Last updated: 7 July, 2011

Merkel defends silence on reported Saudi tank deal

German Chancellor Angela Merkel Friday defended her government’s silence on a reported secret deal to sell hundreds of tanks to Saudi Arabia, and said she was committed to democracy in the region.

“Deliberation and decisions by the federal security council are secret for good reason,” she told the daily Mittelbayerische Zeitung, referring to the panel including the chancellor and top ministers that rules on arms exports.

Saudi Arabia is reportedly about to buy 200 Leopard-2s, Germany’s main battle tank which is also produced under licence in Spain, for a multi-billion-euro sum.

Germany, which for two decades has declined to sell such heavy weapons to Saudi Arabia because of concerns over human rights and fears for Israel’s security, has refused to officially confirm the reports citing a secrecy policy on such deals.

Opposition politicians and even members of Merkel’s ruling centre-right coalition have slammed the reported tank sale, particularly in light of democratic uprisings throughout the Middle East.

Selling tanks to Saudi Arabia at a time when that country has sent armoured vehicles to help put down a peaceful protest movement in neighbouring Bahrain is “a slap in the face for freedom movements in the whole region,” Social Democrat parliamentary deputy leader Gernot Erler said this week.

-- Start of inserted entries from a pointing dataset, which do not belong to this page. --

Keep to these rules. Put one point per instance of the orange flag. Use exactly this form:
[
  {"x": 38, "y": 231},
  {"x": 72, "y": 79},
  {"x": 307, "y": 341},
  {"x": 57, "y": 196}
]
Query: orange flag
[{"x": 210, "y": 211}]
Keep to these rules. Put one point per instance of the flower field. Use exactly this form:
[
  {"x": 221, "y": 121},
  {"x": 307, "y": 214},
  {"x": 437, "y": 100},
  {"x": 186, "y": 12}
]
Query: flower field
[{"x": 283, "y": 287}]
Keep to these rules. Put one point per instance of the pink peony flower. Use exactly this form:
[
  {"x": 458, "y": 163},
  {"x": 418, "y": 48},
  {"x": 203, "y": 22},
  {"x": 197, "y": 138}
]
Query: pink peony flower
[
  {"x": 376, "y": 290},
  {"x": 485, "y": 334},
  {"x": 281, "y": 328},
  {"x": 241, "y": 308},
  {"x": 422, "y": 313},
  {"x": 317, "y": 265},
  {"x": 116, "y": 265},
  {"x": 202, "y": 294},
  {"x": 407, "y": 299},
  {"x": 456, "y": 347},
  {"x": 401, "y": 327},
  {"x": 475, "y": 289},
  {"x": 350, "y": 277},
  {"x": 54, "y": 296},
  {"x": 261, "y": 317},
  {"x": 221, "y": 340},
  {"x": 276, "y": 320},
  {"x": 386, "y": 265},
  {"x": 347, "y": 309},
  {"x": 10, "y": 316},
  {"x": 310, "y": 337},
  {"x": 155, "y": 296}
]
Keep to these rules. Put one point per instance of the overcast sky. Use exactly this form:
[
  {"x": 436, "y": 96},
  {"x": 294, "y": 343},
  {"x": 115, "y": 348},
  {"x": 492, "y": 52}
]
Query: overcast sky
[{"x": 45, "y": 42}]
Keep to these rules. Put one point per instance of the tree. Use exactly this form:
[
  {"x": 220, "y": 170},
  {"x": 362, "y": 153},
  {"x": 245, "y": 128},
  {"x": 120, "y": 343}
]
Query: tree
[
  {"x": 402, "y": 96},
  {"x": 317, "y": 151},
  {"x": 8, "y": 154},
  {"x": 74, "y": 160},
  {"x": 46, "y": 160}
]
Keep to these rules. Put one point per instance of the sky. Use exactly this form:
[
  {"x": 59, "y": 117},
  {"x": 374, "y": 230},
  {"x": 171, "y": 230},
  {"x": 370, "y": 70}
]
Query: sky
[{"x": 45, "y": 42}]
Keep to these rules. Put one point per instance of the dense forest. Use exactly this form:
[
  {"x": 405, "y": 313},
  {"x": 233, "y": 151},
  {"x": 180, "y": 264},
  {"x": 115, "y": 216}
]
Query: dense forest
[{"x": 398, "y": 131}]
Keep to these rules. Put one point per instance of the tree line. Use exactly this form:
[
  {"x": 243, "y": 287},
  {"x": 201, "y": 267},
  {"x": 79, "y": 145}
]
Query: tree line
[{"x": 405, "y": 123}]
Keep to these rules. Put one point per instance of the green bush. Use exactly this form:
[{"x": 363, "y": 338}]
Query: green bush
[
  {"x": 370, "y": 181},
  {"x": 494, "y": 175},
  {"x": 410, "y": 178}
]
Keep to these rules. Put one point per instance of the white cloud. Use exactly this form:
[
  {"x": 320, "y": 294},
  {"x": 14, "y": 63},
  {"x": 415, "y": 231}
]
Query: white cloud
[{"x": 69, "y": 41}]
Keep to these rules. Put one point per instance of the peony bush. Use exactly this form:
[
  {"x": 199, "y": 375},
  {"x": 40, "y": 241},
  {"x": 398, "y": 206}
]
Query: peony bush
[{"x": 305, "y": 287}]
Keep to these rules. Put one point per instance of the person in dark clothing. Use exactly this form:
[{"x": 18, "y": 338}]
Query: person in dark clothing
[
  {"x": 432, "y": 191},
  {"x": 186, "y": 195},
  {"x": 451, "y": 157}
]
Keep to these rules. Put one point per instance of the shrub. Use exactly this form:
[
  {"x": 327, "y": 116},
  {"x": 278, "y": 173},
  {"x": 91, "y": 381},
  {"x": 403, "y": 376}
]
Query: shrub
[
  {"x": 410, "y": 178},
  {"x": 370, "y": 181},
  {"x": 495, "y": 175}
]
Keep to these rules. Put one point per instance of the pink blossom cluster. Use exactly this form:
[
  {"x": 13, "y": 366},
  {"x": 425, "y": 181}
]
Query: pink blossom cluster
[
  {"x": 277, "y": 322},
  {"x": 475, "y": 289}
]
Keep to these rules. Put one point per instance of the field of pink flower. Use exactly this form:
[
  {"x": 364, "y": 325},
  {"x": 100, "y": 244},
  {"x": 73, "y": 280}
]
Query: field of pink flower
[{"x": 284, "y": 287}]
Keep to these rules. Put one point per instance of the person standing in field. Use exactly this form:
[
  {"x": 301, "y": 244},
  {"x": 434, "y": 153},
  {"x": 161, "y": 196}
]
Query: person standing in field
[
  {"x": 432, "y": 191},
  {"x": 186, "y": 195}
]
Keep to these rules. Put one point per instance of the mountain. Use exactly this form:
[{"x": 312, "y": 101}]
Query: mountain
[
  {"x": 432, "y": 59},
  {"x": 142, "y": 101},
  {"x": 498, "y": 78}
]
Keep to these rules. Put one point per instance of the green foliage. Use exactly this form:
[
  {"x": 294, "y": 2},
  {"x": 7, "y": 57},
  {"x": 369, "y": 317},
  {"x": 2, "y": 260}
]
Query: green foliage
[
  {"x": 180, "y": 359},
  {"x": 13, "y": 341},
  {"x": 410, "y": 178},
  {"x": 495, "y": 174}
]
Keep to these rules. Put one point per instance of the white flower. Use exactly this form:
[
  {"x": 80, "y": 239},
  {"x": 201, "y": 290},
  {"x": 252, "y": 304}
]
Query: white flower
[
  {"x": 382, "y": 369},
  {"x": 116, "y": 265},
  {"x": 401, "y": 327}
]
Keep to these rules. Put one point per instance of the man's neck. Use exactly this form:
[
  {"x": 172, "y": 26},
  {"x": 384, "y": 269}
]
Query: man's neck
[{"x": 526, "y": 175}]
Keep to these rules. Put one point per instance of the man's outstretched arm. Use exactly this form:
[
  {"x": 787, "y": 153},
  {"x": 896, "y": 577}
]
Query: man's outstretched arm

Merkel insisted in the interview that her administration was “of course doing its part to continue to support democratic development in North Africa and the Middle East together with our partners”.

When asked about criticism of Berlin’s secrecy on a delicate issue, she said her administration was following official guidelines.

“Transparency about exported weapons and other armaments is assured because every year a detailed arms export report is published which is also given to the Bundestag” lower house of parliament, she said.

However a leading deputy from the Free Democrats (FDP), junior partners in Merkel’s coalition, said the government should go on the offensive now that the country was openly debating the issue.

“It damages the government and it damages Germany too when only those who oppose (the sale) are heard,” the foreign policy spokesman of the FDP’s parliamentary group, Rainer Stinner, told the daily Rheinische Post.

“The chancellor and the affected ministers cannot keep hiding behind the sign reading ‘secret’.”

Opposition deputies were to present motions to the Bundestag Friday demanding Berlin call off the deal.

The Green party said it would file a lawsuit against unnamed executives at the tank manufacturer Krauss-Maffei Wegmann in a move to force the German government to shed light on the matter.

A parliamentary whip, Volker Beck, told the daily Sueddeutsche Zeitung that the suit was based on suspicion that selling the tanks to Riyadh would violate arms export laws.